257 cittadini sarebbero costretti ad abbandonare le loro case se dovessero arrivare le piogge forti
ALTOFONTE, 16 settembre – Il paesaggio è spettrale e l’odore acre di bruciato non vuol saperne di andar via. Nonostante siano passate più di due settimane dal terribile incendio che ha cancellato quel paradiso della Moharda. La sensazione è che tutto ciò, purtroppo, possa durare a lungo.

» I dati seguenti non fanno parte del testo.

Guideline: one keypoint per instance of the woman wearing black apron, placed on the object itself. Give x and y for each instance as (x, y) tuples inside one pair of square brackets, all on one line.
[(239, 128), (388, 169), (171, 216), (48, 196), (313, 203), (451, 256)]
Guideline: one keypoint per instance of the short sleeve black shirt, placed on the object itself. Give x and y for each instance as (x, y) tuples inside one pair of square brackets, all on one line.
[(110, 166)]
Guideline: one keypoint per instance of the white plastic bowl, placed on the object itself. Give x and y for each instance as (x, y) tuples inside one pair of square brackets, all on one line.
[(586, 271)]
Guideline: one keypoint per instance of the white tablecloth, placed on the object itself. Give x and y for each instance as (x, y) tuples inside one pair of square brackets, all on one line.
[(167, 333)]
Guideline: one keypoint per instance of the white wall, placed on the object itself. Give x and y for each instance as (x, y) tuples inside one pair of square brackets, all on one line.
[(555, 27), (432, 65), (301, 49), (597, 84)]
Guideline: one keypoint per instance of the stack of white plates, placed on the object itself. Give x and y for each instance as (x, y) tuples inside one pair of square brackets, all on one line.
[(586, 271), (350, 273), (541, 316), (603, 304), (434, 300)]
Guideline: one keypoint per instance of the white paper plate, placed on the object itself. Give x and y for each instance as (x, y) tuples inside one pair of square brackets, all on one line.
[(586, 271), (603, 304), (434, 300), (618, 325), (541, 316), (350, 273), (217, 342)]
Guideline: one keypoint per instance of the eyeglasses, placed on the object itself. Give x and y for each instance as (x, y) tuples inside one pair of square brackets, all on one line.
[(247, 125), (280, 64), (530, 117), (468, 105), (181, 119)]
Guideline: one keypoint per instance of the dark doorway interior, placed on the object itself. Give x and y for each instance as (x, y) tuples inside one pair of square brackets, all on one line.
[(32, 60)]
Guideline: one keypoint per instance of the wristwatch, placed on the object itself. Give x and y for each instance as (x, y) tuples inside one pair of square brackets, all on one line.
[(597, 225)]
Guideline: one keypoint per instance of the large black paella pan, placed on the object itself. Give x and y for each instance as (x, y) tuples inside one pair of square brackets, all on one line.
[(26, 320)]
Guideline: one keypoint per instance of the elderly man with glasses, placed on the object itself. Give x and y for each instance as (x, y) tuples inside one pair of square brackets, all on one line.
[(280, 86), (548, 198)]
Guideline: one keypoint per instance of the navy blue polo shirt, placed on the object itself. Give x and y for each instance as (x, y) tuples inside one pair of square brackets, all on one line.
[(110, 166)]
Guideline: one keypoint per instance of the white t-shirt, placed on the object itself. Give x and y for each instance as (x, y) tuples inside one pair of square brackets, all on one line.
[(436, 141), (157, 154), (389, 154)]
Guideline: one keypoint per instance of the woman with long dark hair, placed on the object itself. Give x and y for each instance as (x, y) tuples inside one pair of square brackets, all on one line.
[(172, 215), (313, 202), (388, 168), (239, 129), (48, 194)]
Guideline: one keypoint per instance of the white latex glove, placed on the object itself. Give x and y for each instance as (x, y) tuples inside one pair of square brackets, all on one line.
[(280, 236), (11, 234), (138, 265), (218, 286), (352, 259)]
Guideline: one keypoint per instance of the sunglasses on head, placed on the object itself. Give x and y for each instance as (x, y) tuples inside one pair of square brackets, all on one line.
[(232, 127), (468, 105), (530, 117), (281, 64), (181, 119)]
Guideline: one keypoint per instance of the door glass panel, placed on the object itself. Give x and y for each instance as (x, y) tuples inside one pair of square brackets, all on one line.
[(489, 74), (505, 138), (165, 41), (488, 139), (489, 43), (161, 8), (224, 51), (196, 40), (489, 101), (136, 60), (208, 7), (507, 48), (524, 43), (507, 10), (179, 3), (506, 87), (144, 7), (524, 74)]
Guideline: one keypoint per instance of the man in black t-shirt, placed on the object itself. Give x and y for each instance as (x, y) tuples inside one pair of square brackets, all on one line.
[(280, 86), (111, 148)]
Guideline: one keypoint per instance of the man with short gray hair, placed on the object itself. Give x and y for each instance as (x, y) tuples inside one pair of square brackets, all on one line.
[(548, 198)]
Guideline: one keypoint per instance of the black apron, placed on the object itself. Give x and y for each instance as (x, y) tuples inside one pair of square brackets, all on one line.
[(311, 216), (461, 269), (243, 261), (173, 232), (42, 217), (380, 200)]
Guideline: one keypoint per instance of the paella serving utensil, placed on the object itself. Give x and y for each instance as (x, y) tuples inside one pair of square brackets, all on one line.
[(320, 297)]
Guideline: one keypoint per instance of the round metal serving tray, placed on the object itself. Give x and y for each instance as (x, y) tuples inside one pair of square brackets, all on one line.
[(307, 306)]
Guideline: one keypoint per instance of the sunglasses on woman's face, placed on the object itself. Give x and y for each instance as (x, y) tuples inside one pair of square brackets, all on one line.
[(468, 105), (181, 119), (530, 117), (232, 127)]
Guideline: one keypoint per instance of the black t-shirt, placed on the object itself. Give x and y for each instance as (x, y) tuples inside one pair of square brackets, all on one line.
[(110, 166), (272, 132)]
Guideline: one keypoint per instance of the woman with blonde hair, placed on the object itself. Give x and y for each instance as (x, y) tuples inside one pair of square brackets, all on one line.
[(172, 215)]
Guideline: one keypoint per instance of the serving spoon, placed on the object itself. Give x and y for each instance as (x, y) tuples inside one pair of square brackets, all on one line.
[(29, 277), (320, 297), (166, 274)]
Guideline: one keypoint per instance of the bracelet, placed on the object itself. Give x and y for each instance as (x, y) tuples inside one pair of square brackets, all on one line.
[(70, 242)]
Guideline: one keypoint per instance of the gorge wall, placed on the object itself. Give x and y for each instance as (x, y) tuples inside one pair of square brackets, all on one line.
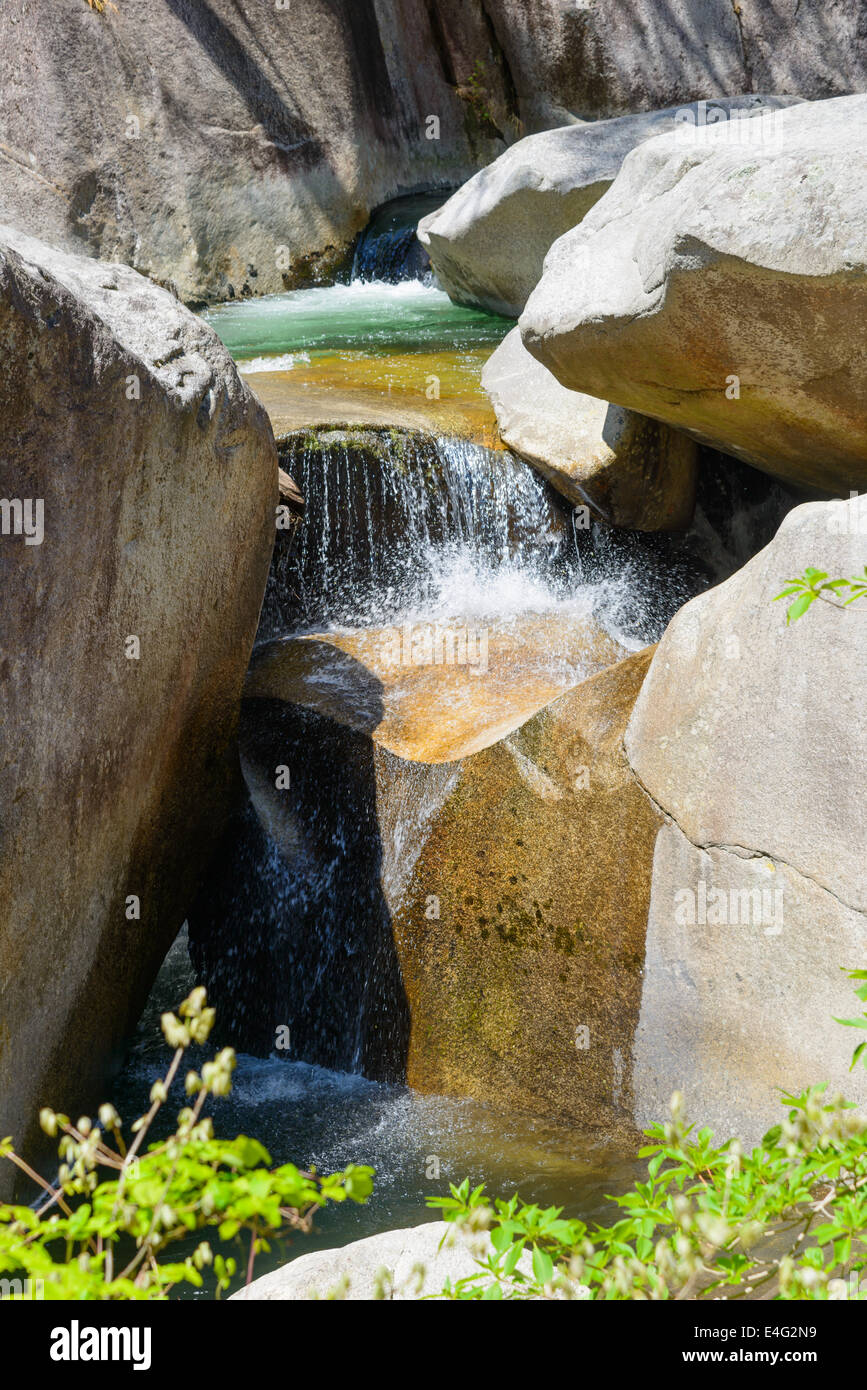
[(235, 153)]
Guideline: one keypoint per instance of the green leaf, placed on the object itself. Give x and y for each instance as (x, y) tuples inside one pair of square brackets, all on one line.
[(799, 608), (543, 1265)]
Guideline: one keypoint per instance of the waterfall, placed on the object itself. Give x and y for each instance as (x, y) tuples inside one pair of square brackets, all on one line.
[(295, 925), (388, 248), (399, 524)]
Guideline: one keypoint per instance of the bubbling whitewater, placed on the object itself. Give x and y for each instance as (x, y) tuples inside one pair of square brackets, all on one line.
[(410, 524)]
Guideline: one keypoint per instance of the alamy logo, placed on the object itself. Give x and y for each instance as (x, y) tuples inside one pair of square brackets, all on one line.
[(738, 906), (22, 516), (739, 125), (75, 1343), (428, 644), (21, 1289)]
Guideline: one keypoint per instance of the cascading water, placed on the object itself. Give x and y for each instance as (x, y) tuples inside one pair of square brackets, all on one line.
[(399, 528), (403, 526), (293, 926), (388, 249)]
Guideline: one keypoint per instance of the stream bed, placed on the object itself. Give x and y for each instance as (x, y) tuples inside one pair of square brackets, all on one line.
[(438, 528)]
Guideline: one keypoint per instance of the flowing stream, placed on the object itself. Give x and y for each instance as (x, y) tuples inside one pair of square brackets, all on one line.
[(405, 527)]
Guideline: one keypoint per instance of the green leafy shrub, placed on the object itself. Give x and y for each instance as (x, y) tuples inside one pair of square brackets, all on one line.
[(104, 1226), (712, 1221)]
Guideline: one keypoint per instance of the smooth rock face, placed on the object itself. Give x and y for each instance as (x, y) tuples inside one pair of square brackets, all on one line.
[(242, 152), (434, 692), (232, 149), (721, 285), (738, 1011), (750, 736), (489, 241), (124, 416), (521, 927), (593, 60), (634, 471), (499, 902), (361, 1262)]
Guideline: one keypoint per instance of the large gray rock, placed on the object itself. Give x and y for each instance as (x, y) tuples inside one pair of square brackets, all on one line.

La sensazione, soprattutto, è quella di una situazione che non promette nulla di buono per tutta la comunità altofontina. Perché ad essere andato via non è soltanto un patrimonio boschivo di enorme valore, tanto ambientale, quanto, soprattutto, affettivo. È andata via la tranquillità di molti, da quel maledetto 29 agosto. Una tranquillità che non alberga più all’interno di una novantina di famiglie. Una tranquillità che da due settimane ha perso anche il sindaco Angelina De Luca. Tutti i suoi concittadini l’hanno elogiata, l’hanno sostenuta. Anche nel corso della seduta straordinaria del Consiglio comunale, convocata appositamente per discutere di questo “cataclisma”, ha ricevuto attestati di stima bypartisan. Il suo impegno per proteggere la sua amata comunità parchitana è stato sotto gli occhi di tutti. Il suo utilizzo efficace dei social e la sua sovraesposizione hanno notevolmente contribuito ad affrontare l’emergenza.
Ora, però, è tempo di ricostruire. Certamente la fase più difficile. Soprattutto se in mezzo c’è l’incolumità delle persone. Il rischio di dissesto idrogeologico è dietro l’angolo ed è pressoché scontato dopo un evento calamitoso come quello che ha inghiottito il bosco della Moharda. A rischio ci sono 257 cittadini di Altofonte, le cui abitazioni ricadono in una zona, chiamiamola “rossa”, nella quale – in caso di precipitazioni forti – il pericolo di smottamenti non è affatto peregrino.
Cosa significa questo? Significa che – teoricamente – ogni volta che la Protezione Civile dirama un avviso di allerta meteo, con rischio di piogge abbondanti (praticamente decine di volte l’anno), il sindaco dovrebbe far evacuare quella zona per ragioni di pubblica incolumità. Sicuramente non una cosa da niente, di fronte alla quale, tra l’altro, la legge individua precise responsabilità, anche penali. Con una domanda ulteriore: dove andrebbero queste 257 persone? Trascorreranno le giornate all’addiaccio o per loro sarà possibile trovare un riparo? Al di là della facile risposta del “PalaCanino”, il palazzetto dello sport di via Discesa Giardini, che verrebbe sottratto alle molteplici attività agonistiche, il problema si pone, eccome.
Possibile prevedere ogni volta difficili piani di evacuazione, ciclici e continui, che coinvolgano non quattro gatti, ma centinaia di cittadini? Comprensibile, quindi, capire e giustificare il sindaco se ha perso il sonno (in qualità di responsabile dell’incolumità dei cittadini, è lei chiamata a risponderne in prima persona), se è costretta a stare col naso all’insù per vedere che tempo fa, sperando che non piova.
Ora è fin troppo evidente che tutto ciò non può continuare. È necessario che avvenga – e non soltanto a parole – la tanto decantata sinergia istituzionale. È necessario che tutti soggetti agiscano concretamente per non lasciare sola la comunità altofontina, già così duramente provata da un evento calamitoso senza precedenti. Un ulteriore guaio al territorio del Parco, uno dei più belli della provincia di Palermo, non sarebbe la sconfitta di un sindaco o di un paese. Sarebbe la sconfitta di tutti.